The Knowledge Commons
With knowledge we refer to all types of understanding gained through experience or study, which includes scientific, scholarly and indigenous knowledge as well as music and the arts. Looking at knowledge as a commons—as a shared resource—allows us to understand both its limitless possibilities and what threatens it. A knowledge commons perspective offers a way forward for designing institutions that sanction and facilitate equitable access to knowledge goods. In the age of information and knowledge economies, access to knowledge has become one of the key social justice issues of our time. The rapid advances in technologies of the past two decades have significantly altered and improved the ways that data and information can be produced, disseminated, managed, and used in science, innovation, culture, and many other spheres.
Intellectual property rights have been designed to provide incentives for the production of knowledge. Yet, at the same time knowledge is now subject to limiting enclosure through those intellectual property rights. Most notorious enclosures of knowledge – and therewith the exclusion of many- are related to the struggles for access to health, education, science and food. Monopolies pricing essential medicines out of reach for the majority of the world’s population are accepted as a necessary evil of the pharmaceutical innovation system. Subscriptions to scientific publications crippling universities budgets, slowing down innovation and making it impossible for those in developing countries to have access are the norm. Increasingly we see life forms like plant seeds and genes being aggressively patented. Also, in many of these cases public money made a large contribution to the producing of the knowledge`, in universities or research institutes and with grants or subsidies.
Sharing valuable knowledge enhances socially useful innovation and can further the social, economic and environmental wellbeing of all. The design, production and governance of knowledge goods and systems have to take this into account. Institutional set ups need to allow for a further exploration of models that promote open and collaborative innovation; models that ensure broad access to public knowledge goods such as medicines, educational resources, creative works and research data. Knowledge commons can allow for collaborative and decentralized production, now made possible by the advancement of technology. There has been a revolutionary rise of effective cooperative efforts- peer-to-peer production of information, knowledge and culture – typified by the emergence of free and open source software. Wikipedia and 3d printing are illustrative examples, but we also see increasing open source and collaborative initiatives in biomedical development, or the rise in importance of crowdsourcing platforms and citizen journalism.

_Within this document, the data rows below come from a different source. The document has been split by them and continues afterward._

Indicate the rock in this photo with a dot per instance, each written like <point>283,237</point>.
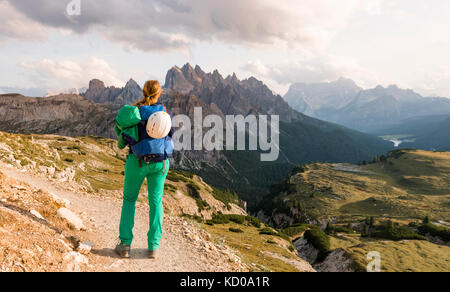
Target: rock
<point>85,247</point>
<point>73,220</point>
<point>73,261</point>
<point>20,188</point>
<point>37,214</point>
<point>59,200</point>
<point>306,250</point>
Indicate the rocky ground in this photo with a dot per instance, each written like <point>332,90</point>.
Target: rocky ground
<point>35,237</point>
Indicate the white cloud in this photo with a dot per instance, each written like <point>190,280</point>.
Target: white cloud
<point>310,68</point>
<point>158,25</point>
<point>15,25</point>
<point>64,74</point>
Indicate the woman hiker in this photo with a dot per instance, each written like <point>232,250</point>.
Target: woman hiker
<point>147,129</point>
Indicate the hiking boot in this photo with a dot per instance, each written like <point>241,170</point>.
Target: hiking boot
<point>123,250</point>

Furthermore, access to knowledge enables participation and voice – knowledge commons provide shared spaces that enable free speech and democratic processes. Here, transparency of public institutions and decision-making is key. Currently, a lack of social awareness and citizen engagement exists regarding the importance of access to knowledge in many spheres of our lives. At the same time there is a need for careful thought on the challenges, contradictions and ideas surrounding the commons and access to knowledge. One obvious challenge is that of privacy regarding data such a health data and how to reconcile that with the public benefits of open data policies. It is critical that a broad social consciousness emerges on the knowledge commons that appreciates the different access to knowledge issues and their broader social justice implications.